In November, 1995, Alliance Communication announced Beast Wars. It is showing in Canada on the YTV network (under the name "Beasties"). In the United States, it was syndicated through Claster TV. Most of the 100 independent TV stations that showed the first season will also be showing the second season.
See also www.beastwars.com and the list of fan sites for Beast Wars.
Maybe I should put in for hazard pay. Sometimes the things I have to watch for this column really scare me. Case in point: Beast Wars. This syndicated cartoon (check TV Guide listings) employs spooky 3-D animation. When the main villain, an awesome T. rex named Megatron, snarls and snaps in close-up, you get the dizzying feeling that you're about to fall right into his choppers. It's like vertigo with bristling fangs. Megatron's primary opponent, a gorilla named Optimus who looks like Mighty Joe Young on anabolic steroids, has a terifying set of incisors himself. I don't thing it's an accident that about three times every episodes, one of the show's creatures comes at you with jaws agape. If in the annals of medicine there's a phobia aobut being swallowed up whole, then Beast Wars could cause an epidemic.

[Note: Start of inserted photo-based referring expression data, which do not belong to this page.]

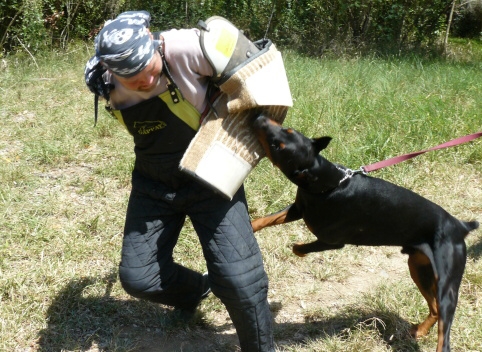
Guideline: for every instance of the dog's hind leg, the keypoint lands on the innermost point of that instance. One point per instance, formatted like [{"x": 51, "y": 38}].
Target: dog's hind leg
[
  {"x": 450, "y": 261},
  {"x": 421, "y": 271},
  {"x": 302, "y": 249}
]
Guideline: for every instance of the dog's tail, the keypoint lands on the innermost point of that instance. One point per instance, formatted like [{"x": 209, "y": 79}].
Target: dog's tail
[{"x": 470, "y": 225}]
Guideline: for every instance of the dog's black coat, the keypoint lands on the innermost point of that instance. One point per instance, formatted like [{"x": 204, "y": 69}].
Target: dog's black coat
[{"x": 363, "y": 210}]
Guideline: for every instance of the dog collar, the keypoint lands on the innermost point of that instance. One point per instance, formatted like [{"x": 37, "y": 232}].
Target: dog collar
[{"x": 349, "y": 173}]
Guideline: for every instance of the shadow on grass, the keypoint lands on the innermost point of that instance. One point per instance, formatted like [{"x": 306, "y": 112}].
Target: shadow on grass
[
  {"x": 390, "y": 327},
  {"x": 81, "y": 322}
]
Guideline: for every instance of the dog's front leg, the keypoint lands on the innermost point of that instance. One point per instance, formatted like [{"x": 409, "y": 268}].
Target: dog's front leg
[{"x": 288, "y": 214}]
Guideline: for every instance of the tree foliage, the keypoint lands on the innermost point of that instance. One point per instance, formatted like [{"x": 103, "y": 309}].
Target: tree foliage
[{"x": 311, "y": 26}]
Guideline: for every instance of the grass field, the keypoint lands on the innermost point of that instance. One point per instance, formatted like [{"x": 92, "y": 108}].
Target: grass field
[{"x": 64, "y": 188}]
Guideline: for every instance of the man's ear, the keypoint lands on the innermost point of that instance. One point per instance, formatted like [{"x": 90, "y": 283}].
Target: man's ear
[{"x": 320, "y": 143}]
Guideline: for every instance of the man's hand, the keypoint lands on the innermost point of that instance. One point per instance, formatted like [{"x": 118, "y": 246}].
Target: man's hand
[{"x": 93, "y": 78}]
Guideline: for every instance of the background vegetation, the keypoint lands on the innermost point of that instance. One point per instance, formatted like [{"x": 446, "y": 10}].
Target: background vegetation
[
  {"x": 312, "y": 26},
  {"x": 65, "y": 186},
  {"x": 64, "y": 183}
]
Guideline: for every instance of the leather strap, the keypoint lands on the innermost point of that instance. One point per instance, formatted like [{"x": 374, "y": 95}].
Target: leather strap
[{"x": 401, "y": 158}]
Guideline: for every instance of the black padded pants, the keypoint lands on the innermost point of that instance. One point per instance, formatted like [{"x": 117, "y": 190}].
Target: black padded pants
[{"x": 155, "y": 216}]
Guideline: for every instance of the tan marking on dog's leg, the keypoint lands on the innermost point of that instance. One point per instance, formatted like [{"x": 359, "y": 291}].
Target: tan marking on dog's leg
[{"x": 419, "y": 264}]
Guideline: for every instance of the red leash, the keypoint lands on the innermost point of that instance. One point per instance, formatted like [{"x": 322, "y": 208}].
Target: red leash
[{"x": 399, "y": 159}]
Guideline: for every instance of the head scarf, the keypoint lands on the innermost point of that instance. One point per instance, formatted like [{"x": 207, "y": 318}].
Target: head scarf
[{"x": 124, "y": 45}]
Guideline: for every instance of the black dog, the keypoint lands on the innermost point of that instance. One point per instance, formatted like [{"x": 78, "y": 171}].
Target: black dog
[{"x": 341, "y": 207}]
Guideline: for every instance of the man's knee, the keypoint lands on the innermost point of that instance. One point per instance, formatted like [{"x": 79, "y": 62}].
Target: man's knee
[{"x": 133, "y": 283}]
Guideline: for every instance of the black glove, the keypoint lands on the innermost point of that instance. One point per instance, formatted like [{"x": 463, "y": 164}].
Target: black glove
[{"x": 93, "y": 78}]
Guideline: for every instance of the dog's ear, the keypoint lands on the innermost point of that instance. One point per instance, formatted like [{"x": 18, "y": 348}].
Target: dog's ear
[
  {"x": 305, "y": 176},
  {"x": 321, "y": 143}
]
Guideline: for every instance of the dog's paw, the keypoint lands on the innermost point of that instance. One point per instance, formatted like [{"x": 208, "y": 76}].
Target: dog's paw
[{"x": 297, "y": 250}]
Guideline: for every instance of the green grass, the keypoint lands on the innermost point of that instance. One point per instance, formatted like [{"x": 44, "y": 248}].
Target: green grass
[{"x": 65, "y": 186}]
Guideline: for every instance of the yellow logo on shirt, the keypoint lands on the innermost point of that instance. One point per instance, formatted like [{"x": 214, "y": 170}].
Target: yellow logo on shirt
[{"x": 146, "y": 127}]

Beast Wars is the lead-off hitter for a nitro-driven syndicated
package called the "Power Block". It's followed by VOR-Tech, a
cyberhorror cartoon; ReBoot, another 3-D offering that originally aired
on ABC; and finally, a warrior who needs no introduction: GI Joe
Forget the after-school cookies and milk, Mom; just leave out a bottle of tequila. The Power Block is like heavy-metal music for the skateboard set.
The premise of Beast Wars is a little hazy, partially because of the show's impenetrable argot: "Rhinox, intensify perimeter scan and see if you can get through to Dinobot. I want the Predacons spotted."
As best I can figure out, the cartoon tells the story of two antagonistic bands of space adventurers who have crash-landed on the same primitive planet. It's a rugged, butted terrain that looks like remotest Utah. There are the Predacons, led by the toothy Megatron. He rules over a pterodactyl and an outsize tarantula, wasp, and scorpion. You can tell they're the bad guys because they all have voices as abrasive as sandpaper. Megatron's crown weighs uneasy, however, because all his henchmen are constantly circling hem, looking for a sign of weakness so they can stomp him and assume dominance. What can I say? It's a real Tron-eat-Tron world.
The good guys are the Maximals, a corps lead by the gorilla Optimus and composed of a cheetah, a rhinoceros, a white tiger, a falcon, and, last and least, a rat. Old Rat Trap is an unlikely hero -- with a Bronx accent and a less-than-valiant attitude. Sounding just like George Costanza as a rodent, he provides the Maximals' comic relief.
With a simple command both the Predacons and Maximals can instantly adapt into heavily armored and heavily armed robots. Then, at least for a few minutes, they stop trying to tear each other limb from limb and instead take up a far more civilized pursuit: blasting each other to smithereens.
The constant battles on this eerie, arresting, but ultimately empty show often result in strange, squeamish confrontations. Have you ever seen a giant rat in a pitched battle with a mumongus spider? Believe you me, it's not a pretty sight.